Вокруг свечей сгустилась тьма, так что света вдруг стало хватать дюймов на шесть или около того, а остальная комната – то есть почти вся – погрузилась в полнейший мрак. Только что книжные шкафы и стены еще смутно виднелись, и вот они уже совершенно пропали, растворились, как будто их и не было, и ближайшая ко мне свеча озаряла теперь рукопись, мою руку – и больше ничего. И с этой расползающейся тьмою пришел запах: устрашающая амальгама выгребной ямы и могилы, до жути похожая на вонь в церковной крипте, которую я за двадцать четыре часа еще не успел как следует забыть. На этом этапе я уже ничего так не желал, как бросить все, ибо понял, что и вправду умудрился пересечь тонкую черту между реальным и нереальным, между естественным и сверхъестественным. И я уже был невероятно, до крайности испуган! Увы, при этом я понимал, что больше не могу похвастаться полным контролем за происходящим – при всем желании остановиться я не мог и, проклиная себя, продолжал свои демонические инкантации.
Налетел порыв гнилого ветра, и комната озарилась багрово-алым светом, залившим вдруг ее всю безо всякого видимого источника. Прямо рядом со мной, в пределах пентаграммы, начала образовываться некая форма. Она будто бы собиралась из фрагментов, как киносъемка чего-то взрывающегося, прокрученная на проекторе задом наперед. Буквально на расстоянии вытянутой руки от меня она на глазах принимала до ужаса человекообразный облик.

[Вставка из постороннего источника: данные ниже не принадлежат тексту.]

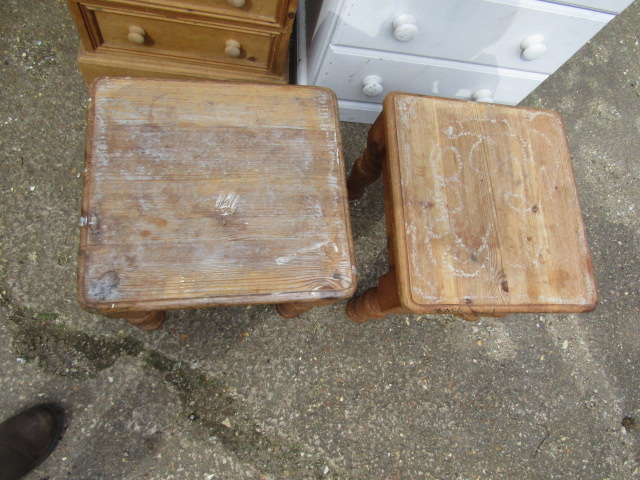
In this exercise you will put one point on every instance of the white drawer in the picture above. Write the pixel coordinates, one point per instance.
(486, 32)
(615, 6)
(344, 70)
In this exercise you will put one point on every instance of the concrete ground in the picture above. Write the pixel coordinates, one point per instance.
(240, 393)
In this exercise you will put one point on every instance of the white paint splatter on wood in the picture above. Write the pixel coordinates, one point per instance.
(228, 203)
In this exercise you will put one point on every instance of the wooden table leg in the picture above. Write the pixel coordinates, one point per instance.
(144, 320)
(377, 302)
(368, 167)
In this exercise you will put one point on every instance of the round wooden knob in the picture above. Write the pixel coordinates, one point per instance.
(232, 48)
(483, 96)
(372, 86)
(136, 35)
(404, 28)
(533, 47)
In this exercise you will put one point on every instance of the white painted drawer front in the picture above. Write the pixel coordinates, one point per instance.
(486, 32)
(615, 6)
(344, 70)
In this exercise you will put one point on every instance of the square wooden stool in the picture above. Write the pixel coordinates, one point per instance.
(203, 194)
(482, 211)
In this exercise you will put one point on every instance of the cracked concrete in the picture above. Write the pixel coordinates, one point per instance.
(240, 393)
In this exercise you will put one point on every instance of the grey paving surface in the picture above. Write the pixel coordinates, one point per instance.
(240, 393)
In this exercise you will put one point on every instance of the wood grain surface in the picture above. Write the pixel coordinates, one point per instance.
(485, 209)
(204, 194)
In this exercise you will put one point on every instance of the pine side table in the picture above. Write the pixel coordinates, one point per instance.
(482, 211)
(203, 194)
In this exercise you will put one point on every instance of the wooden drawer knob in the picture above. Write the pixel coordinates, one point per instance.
(232, 48)
(533, 47)
(372, 86)
(136, 35)
(483, 96)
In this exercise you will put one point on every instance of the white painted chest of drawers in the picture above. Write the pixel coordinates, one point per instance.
(486, 50)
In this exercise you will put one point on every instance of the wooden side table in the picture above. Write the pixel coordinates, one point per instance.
(482, 211)
(203, 194)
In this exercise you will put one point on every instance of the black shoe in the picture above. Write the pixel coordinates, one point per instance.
(27, 439)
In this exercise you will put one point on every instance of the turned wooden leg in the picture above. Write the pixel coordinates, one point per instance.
(292, 310)
(377, 302)
(368, 167)
(144, 320)
(366, 306)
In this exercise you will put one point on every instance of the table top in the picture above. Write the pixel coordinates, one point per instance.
(486, 211)
(203, 194)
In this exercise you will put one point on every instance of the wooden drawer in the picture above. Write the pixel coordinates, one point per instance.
(149, 34)
(350, 67)
(486, 32)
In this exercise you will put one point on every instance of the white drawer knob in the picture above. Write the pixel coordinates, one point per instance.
(136, 35)
(483, 96)
(404, 28)
(533, 47)
(232, 48)
(372, 86)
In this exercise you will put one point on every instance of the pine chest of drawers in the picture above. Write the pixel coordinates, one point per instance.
(241, 40)
(486, 50)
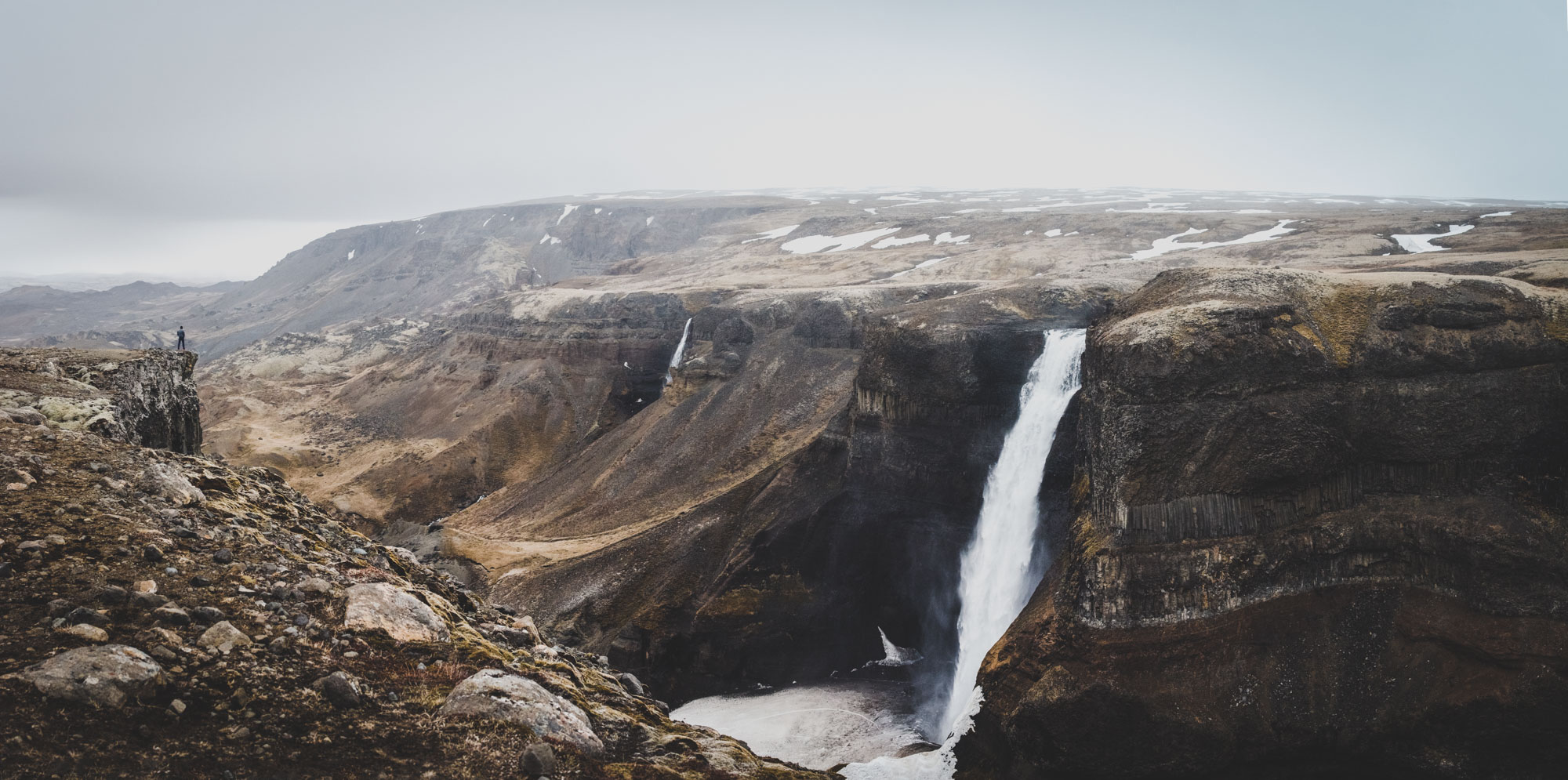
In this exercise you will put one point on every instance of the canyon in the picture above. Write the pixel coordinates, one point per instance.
(1305, 514)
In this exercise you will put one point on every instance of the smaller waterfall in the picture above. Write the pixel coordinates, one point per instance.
(675, 361)
(998, 571)
(895, 655)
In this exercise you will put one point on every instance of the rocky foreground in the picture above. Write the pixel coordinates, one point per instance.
(1319, 530)
(173, 616)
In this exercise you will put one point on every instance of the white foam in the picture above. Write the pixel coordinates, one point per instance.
(1000, 569)
(1423, 243)
(885, 243)
(1174, 245)
(769, 235)
(816, 726)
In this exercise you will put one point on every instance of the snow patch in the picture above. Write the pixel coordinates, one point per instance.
(818, 243)
(768, 235)
(885, 243)
(1423, 243)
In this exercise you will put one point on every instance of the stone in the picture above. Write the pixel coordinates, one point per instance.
(223, 635)
(148, 600)
(316, 586)
(631, 684)
(87, 616)
(383, 607)
(341, 690)
(103, 676)
(167, 481)
(503, 696)
(24, 415)
(89, 632)
(537, 760)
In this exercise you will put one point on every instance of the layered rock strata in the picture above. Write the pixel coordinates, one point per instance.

Я говорю, человекообразный, потому что ее параметры были приблизительно человеческие – но все равно недостаточно, чтобы ее можно было принять за что-то другое, не за то, что она есть. А была она кощунственным видением из самых адских глубин, из темнейших уголков человеческой души. Ее трепещущее алое лицо было обращено ко мне, и я, глядя прямо в него, странным образом видел не просто красный, сочащийся влагой, лишенный всяких определенных черт студень, но необозримые просторы лесов, рек и гор – некий изначальный пейзаж, напомнивший мне равнины Галлии в те времена, когда Париж был еще просто безымянным островом; Галлии, которой предстояло прождать целые эоны, пока где-то по соседству не родится способный завоевать ее Цезарь.
Ужас был уже слишком силен, чтобы я мог оставаться в сознании. Я взвизгнул и уронил манускрипт в клубящиеся волны тьмы. Алое растаяло в черном, и я успел увидеть, как тварь тянется ко мне. Дальше я просто отключился, и последнее, что я помню, это окружающий меня слегка светящийся сырой туман, сам по себе неосязаемый, но несущий в себе прочную костяную структуру, которую я уже явственно ощущал у себя вокруг талии.
Не думаю, что оставался без чувств больше нескольких минут. Придя в себя, я даже с закрытыми глазами мог сказать, что в комнате все еще темно. Слишком напуганный, чтобы пошевелиться или даже поднять веки, я остался валяться в том же положении, в которое упал… пока мою квартиру не залил долгожданный солнечный свет.